Melalui interaksi sosial yang diakomodasi dalam ruang publik terjadi pembelajaran antara manusia satu dengan manusia lainnya, komunitas satu dengan komunitas lain. Proses ini berlangsung terus menerus sehingga menanamkan kesadaran warga untuk menerima konsekuensi hidup berkota yaitu heterogenitas yang tinggi. Pada gilirannya, dengan interaksi yang terjalin mesra maka kohesi sosial akan terbangun. Arnberger dan Eder (2012) memaknai kohesi sosial sebagai kelekatan komunitas.
Peters, Elands, dan Bujis (2010) mengatakan bahwa faktor utama terbentuknya kohesi sosial melalui ruang terbuka publik adalah karakteristik ruang terbuka publik yang inklusif, dapat dimasuki oleh orang lintas etnis, status sosial-ekonomi. Hal menarik dari
penjelasan Peters et al. (2010) adalah ternyata kohesi sosial terstimulasi tidak harus dengan interaksi sosial yang intensif, formal, dan terstruktur dengan orang atau kelompok yang sudah dikenal, melainkan dapat dimulai dengan interaksi sosial yang bersifat informal dan sepintas lalu (cursory), misalnya mengobrol singkat, atau sekadar sapaan “hai, hallo”. Bukankah bentuk interaksi seperti itu yang biasa kita jumpai di ruang publik?

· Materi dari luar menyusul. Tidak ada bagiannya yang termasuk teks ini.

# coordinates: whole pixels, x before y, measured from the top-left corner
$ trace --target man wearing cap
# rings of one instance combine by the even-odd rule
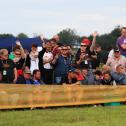
[[[31,79],[31,71],[30,69],[25,69],[22,76],[19,76],[17,79],[17,84],[33,84],[33,80]]]
[[[120,54],[119,48],[114,48],[114,56],[108,58],[106,65],[110,66],[111,71],[116,71],[118,65],[126,67],[126,58]]]
[[[93,33],[93,41],[90,46],[90,40],[84,38],[81,42],[80,49],[76,54],[76,64],[78,68],[91,68],[90,53],[94,51],[94,46],[96,42],[96,37],[98,33]]]
[[[126,27],[121,29],[121,36],[117,39],[120,54],[126,57]]]

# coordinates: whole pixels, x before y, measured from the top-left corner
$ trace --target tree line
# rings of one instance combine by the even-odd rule
[[[97,44],[99,44],[104,50],[110,50],[116,45],[117,38],[120,34],[121,26],[116,26],[110,33],[102,34],[97,37]],[[85,36],[79,36],[75,29],[63,29],[58,33],[60,42],[65,44],[80,44]],[[28,38],[25,33],[20,33],[17,36],[13,34],[0,34],[0,37],[17,37],[17,38]],[[86,36],[89,40],[92,40],[92,35]]]

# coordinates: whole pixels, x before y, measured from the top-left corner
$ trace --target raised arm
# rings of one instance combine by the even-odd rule
[[[96,37],[98,36],[98,33],[97,32],[94,32],[92,34],[93,36],[93,40],[92,40],[92,44],[91,44],[91,47],[90,47],[90,51],[93,52],[94,51],[94,47],[95,47],[95,44],[96,44]]]

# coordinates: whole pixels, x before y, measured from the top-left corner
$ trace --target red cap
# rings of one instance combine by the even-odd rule
[[[87,39],[87,38],[84,38],[83,40],[82,40],[82,43],[84,43],[85,45],[90,45],[90,40],[89,39]]]

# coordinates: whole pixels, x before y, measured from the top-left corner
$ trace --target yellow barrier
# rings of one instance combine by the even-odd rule
[[[0,84],[0,109],[126,101],[126,86]]]

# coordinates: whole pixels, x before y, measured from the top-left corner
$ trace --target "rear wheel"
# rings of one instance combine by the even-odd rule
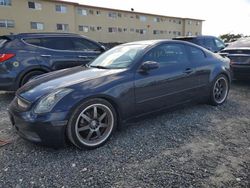
[[[72,114],[67,135],[78,148],[94,149],[108,141],[116,124],[116,111],[108,101],[90,99]]]
[[[226,76],[219,75],[211,87],[210,104],[217,106],[223,104],[228,96],[229,81]]]
[[[24,75],[24,77],[21,80],[20,87],[26,84],[28,81],[30,81],[32,78],[35,78],[36,76],[39,76],[41,74],[44,74],[43,71],[31,71]]]

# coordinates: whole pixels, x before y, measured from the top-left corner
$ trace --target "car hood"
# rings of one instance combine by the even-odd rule
[[[97,69],[87,67],[74,67],[60,71],[43,74],[21,87],[17,96],[34,102],[40,97],[52,91],[70,87],[79,83],[112,75],[124,71],[124,69]]]

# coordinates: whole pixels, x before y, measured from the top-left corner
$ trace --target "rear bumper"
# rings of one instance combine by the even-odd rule
[[[25,140],[53,148],[65,146],[65,129],[68,123],[65,120],[66,113],[50,113],[38,117],[31,112],[18,112],[12,104],[8,113],[17,134]]]
[[[250,65],[231,65],[231,71],[235,79],[250,80]]]

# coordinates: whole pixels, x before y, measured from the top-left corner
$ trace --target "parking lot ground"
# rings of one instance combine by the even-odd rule
[[[250,187],[250,82],[219,107],[188,105],[140,120],[101,148],[36,146],[12,131],[0,94],[0,187]]]

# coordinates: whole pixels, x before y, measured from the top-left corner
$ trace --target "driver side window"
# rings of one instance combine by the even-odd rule
[[[185,47],[181,44],[163,44],[150,50],[143,59],[145,61],[155,61],[162,66],[180,65],[187,62]]]

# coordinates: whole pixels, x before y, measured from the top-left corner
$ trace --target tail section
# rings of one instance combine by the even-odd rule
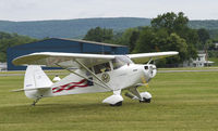
[[[45,95],[49,95],[51,92],[51,80],[44,73],[40,66],[27,66],[24,78],[24,91],[27,97],[38,99]]]

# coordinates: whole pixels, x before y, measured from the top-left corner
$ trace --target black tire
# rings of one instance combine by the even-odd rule
[[[122,101],[116,103],[116,104],[110,104],[110,106],[122,106]]]
[[[152,99],[145,99],[143,97],[143,101],[140,100],[140,103],[150,103]]]

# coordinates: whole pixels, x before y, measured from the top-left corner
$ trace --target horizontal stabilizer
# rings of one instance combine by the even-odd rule
[[[21,91],[33,91],[33,90],[48,90],[51,89],[50,87],[44,87],[44,88],[32,88],[32,89],[17,89],[12,90],[12,92],[21,92]]]

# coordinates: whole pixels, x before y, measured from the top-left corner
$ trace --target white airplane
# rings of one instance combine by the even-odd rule
[[[132,100],[149,103],[152,94],[140,93],[137,88],[148,84],[156,76],[157,68],[150,62],[177,54],[174,51],[128,55],[32,53],[13,60],[14,65],[27,66],[24,89],[14,91],[24,91],[27,97],[34,99],[32,105],[43,97],[112,91],[102,103],[121,106],[122,90],[128,90],[125,95]],[[41,66],[62,67],[71,74],[53,83]]]

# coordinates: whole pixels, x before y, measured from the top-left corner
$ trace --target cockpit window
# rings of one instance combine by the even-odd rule
[[[95,74],[101,74],[101,73],[105,73],[105,71],[110,71],[111,70],[110,64],[104,63],[104,64],[96,65],[96,66],[94,66],[94,70],[95,70]]]
[[[128,56],[116,56],[112,60],[113,69],[120,68],[123,65],[132,64],[133,62]]]

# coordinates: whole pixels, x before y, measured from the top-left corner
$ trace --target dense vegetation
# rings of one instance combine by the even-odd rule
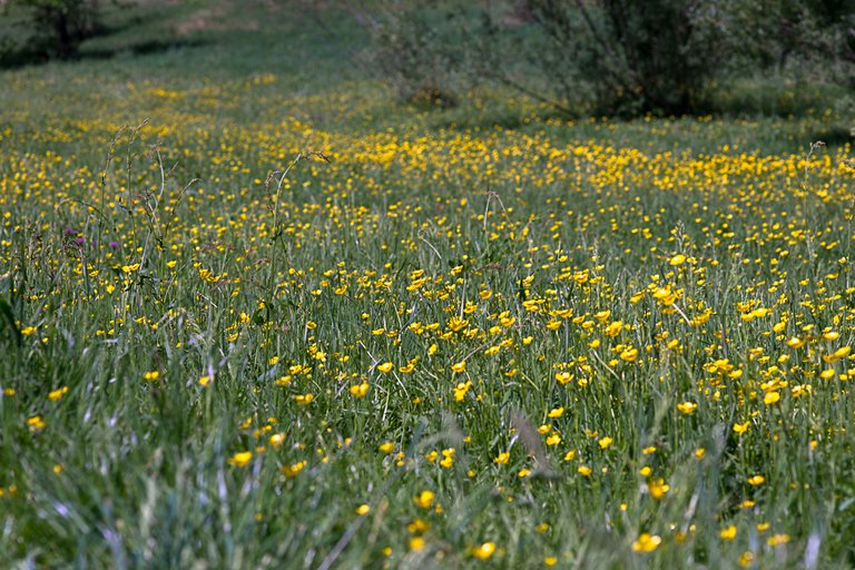
[[[837,91],[403,104],[351,18],[3,71],[0,566],[855,564]]]

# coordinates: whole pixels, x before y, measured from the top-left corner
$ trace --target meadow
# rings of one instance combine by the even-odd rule
[[[855,566],[832,106],[425,109],[334,8],[129,13],[2,71],[0,567]]]

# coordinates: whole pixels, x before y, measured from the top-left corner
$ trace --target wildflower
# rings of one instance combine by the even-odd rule
[[[62,386],[48,394],[48,400],[51,402],[58,402],[63,395],[68,394],[68,386]]]
[[[734,540],[736,538],[736,525],[730,524],[729,527],[725,527],[718,532],[718,535],[721,540]]]
[[[442,460],[440,460],[440,465],[443,469],[451,469],[451,465],[453,464],[454,464],[454,448],[442,450]]]
[[[433,500],[436,498],[436,495],[433,493],[433,491],[422,491],[415,498],[413,499],[413,502],[421,507],[422,509],[430,509],[433,507]]]
[[[250,459],[253,459],[252,451],[240,451],[232,455],[232,459],[228,460],[228,463],[237,468],[243,468],[243,466],[246,466],[247,463],[249,463]]]
[[[789,534],[773,534],[766,540],[766,543],[770,547],[779,547],[789,542]]]
[[[283,475],[292,478],[297,476],[301,471],[303,471],[306,468],[306,460],[297,461],[296,463],[292,463],[291,465],[283,465],[279,471]]]
[[[745,432],[747,432],[748,431],[748,423],[749,422],[735,423],[734,424],[734,433],[737,433],[737,434],[741,435]]]
[[[658,501],[670,490],[670,485],[668,485],[661,478],[651,479],[647,482],[647,490],[650,493],[650,497]]]
[[[484,542],[478,548],[472,549],[472,556],[479,560],[489,560],[495,552],[495,542]]]
[[[563,407],[553,407],[552,410],[550,410],[550,412],[547,414],[547,416],[548,417],[552,417],[552,419],[561,417],[563,415],[563,413],[564,413],[564,409]]]
[[[766,482],[766,478],[763,475],[754,475],[748,478],[748,484],[753,487],[761,485],[764,482]]]
[[[661,542],[662,539],[658,534],[642,532],[638,535],[638,540],[632,542],[632,552],[652,552]]]
[[[31,432],[41,431],[46,425],[47,423],[45,423],[45,420],[42,420],[40,415],[33,415],[32,417],[27,419],[27,426]]]
[[[351,395],[356,399],[365,397],[365,394],[368,393],[368,383],[363,382],[362,384],[353,385],[350,387]]]
[[[686,415],[694,414],[697,409],[698,409],[698,404],[696,404],[695,402],[682,402],[677,404],[677,410],[679,410]]]

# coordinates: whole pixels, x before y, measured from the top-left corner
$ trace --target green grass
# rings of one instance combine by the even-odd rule
[[[0,87],[1,567],[855,564],[845,116],[425,110],[345,10],[110,18]]]

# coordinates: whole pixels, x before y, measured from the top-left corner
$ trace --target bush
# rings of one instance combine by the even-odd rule
[[[375,4],[370,14],[358,14],[372,37],[367,63],[406,102],[455,106],[461,52],[453,19],[442,2]]]

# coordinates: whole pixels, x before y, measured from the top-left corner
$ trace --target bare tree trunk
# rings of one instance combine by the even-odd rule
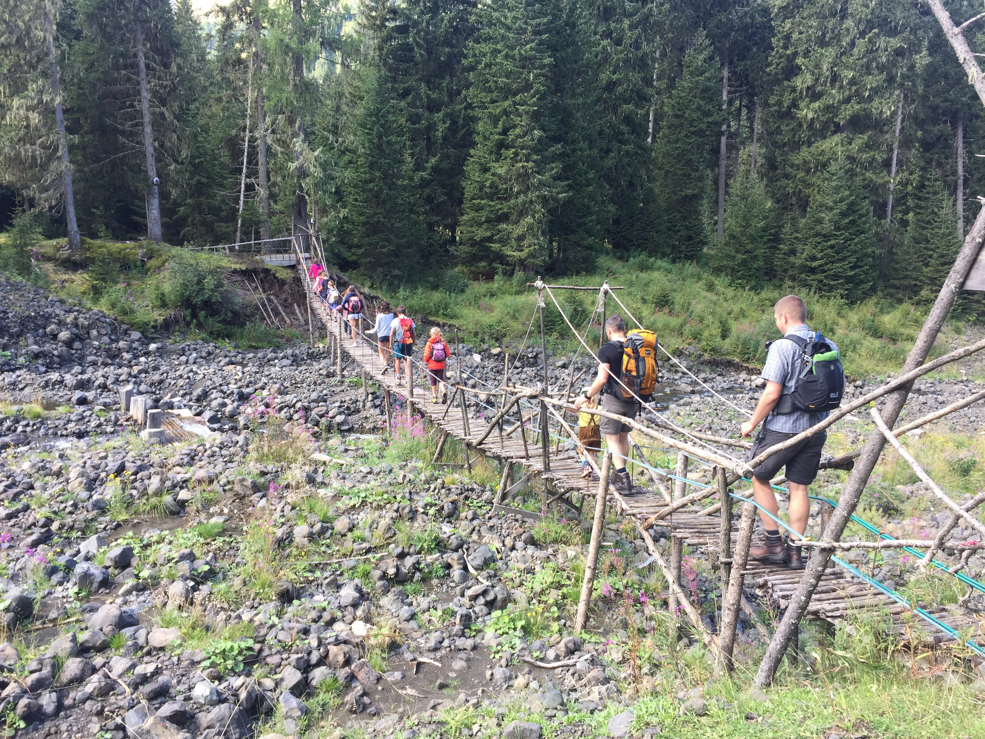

Kohesi sosial juga mencakup perasaan kebersamaan (sense of belonging), kepercayaan sosial (social trust), dan kerjasama timbal balik (generalised reciprocity and cooperation), serta keharmonisan sosial (social harmony) (Harpham, Grant, & Thomas, 2002). Prakondisi seperti ini sesungguhnya merupakan modal sosial yang amat penting bagi terbentuknya urbanitas warga kota.